La sala de música vienesa de los buenos tiempos vio pasar a toda la historia del arte sonoro en esa ciudad siempre considerada como su Vaticano musical. Entre Brahms y Schönberg desfilaron Richard Strauss, Zemlinsky, Mahler, el crítico antiwagneriano Eduard Hanslick y el violinista Joseph Joachim, uno de los mayores del siglo, con su cuarteto. Paul, hermano del filósofo, fue un pianista considerado. Premonitoriamente, en 1894, compuso algunas obras para la mano izquierda. Su método debió aplicárselo cuando perdió su brazo derecho en la guerra. Encargó entonces unas partituras especiales a diversos músicos: Ravel, Hindemith, Prokofiev, Strauss, Korngold, Franz Schmidt y Sergei Bortkiewicz.

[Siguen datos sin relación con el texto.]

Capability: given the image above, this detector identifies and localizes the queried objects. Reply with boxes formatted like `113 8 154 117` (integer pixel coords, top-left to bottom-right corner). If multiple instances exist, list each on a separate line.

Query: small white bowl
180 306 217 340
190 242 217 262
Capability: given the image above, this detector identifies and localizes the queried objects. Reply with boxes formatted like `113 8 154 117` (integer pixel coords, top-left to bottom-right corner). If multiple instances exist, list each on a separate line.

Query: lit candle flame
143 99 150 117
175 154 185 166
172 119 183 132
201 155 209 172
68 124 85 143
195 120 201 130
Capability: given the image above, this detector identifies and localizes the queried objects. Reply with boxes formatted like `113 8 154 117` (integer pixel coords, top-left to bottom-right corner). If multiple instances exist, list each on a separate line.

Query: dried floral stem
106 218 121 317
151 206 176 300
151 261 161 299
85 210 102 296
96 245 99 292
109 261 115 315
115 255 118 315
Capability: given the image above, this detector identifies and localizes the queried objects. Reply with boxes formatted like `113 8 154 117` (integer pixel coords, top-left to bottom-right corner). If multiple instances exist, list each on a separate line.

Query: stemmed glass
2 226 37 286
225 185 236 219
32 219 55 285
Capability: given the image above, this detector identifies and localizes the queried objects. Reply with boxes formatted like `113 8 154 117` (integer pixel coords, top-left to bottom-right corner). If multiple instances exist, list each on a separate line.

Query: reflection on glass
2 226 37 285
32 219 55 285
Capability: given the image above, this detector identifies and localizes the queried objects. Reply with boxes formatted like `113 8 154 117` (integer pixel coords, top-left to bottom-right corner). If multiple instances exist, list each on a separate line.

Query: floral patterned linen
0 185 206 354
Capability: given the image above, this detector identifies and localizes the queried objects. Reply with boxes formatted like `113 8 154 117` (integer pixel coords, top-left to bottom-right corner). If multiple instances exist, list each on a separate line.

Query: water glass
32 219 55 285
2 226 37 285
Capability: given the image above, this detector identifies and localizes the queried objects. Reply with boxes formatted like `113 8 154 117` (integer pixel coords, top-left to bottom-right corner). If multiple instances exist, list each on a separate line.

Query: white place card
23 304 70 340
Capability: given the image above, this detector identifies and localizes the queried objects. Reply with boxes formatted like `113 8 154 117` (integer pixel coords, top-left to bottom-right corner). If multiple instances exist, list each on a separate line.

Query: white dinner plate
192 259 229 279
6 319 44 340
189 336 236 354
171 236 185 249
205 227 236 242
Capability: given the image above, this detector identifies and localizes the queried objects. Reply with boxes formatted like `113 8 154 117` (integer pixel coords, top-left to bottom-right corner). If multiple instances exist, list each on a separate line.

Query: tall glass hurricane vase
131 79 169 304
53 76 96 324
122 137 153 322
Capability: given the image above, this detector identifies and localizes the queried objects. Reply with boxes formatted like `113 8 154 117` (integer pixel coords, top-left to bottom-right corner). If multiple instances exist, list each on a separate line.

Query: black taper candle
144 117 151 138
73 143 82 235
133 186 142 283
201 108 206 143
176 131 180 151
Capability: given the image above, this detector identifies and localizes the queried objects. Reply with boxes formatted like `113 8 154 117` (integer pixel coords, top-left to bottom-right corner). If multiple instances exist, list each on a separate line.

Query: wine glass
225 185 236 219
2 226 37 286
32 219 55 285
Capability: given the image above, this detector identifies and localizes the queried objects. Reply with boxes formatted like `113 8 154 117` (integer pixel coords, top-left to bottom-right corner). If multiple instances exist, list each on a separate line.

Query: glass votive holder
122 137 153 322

Ludwig —en adelante: W— estudió piano y violín con respectivos profesores, y clarinete, por su cuenta. A pesar de esto, la música como tal apenas aparece en sus escritos. Su presencia es callada, según prefiere el místico. Acaso hubo cierto desdén o cierto temor ante lo imprevisto. En todo caso, su hermano Paul sí que despreciaba su Tractatus logico-philosophicus —en adelante: TLP— por ser «basura», según suele traducirse. En realidad, usó la palabra Schmarren que en el dialecto vienés designa la tortilla de migas y, por extensión, algo de baja calidad, sin importancia, una pavada.
¿FILOSOFÍA?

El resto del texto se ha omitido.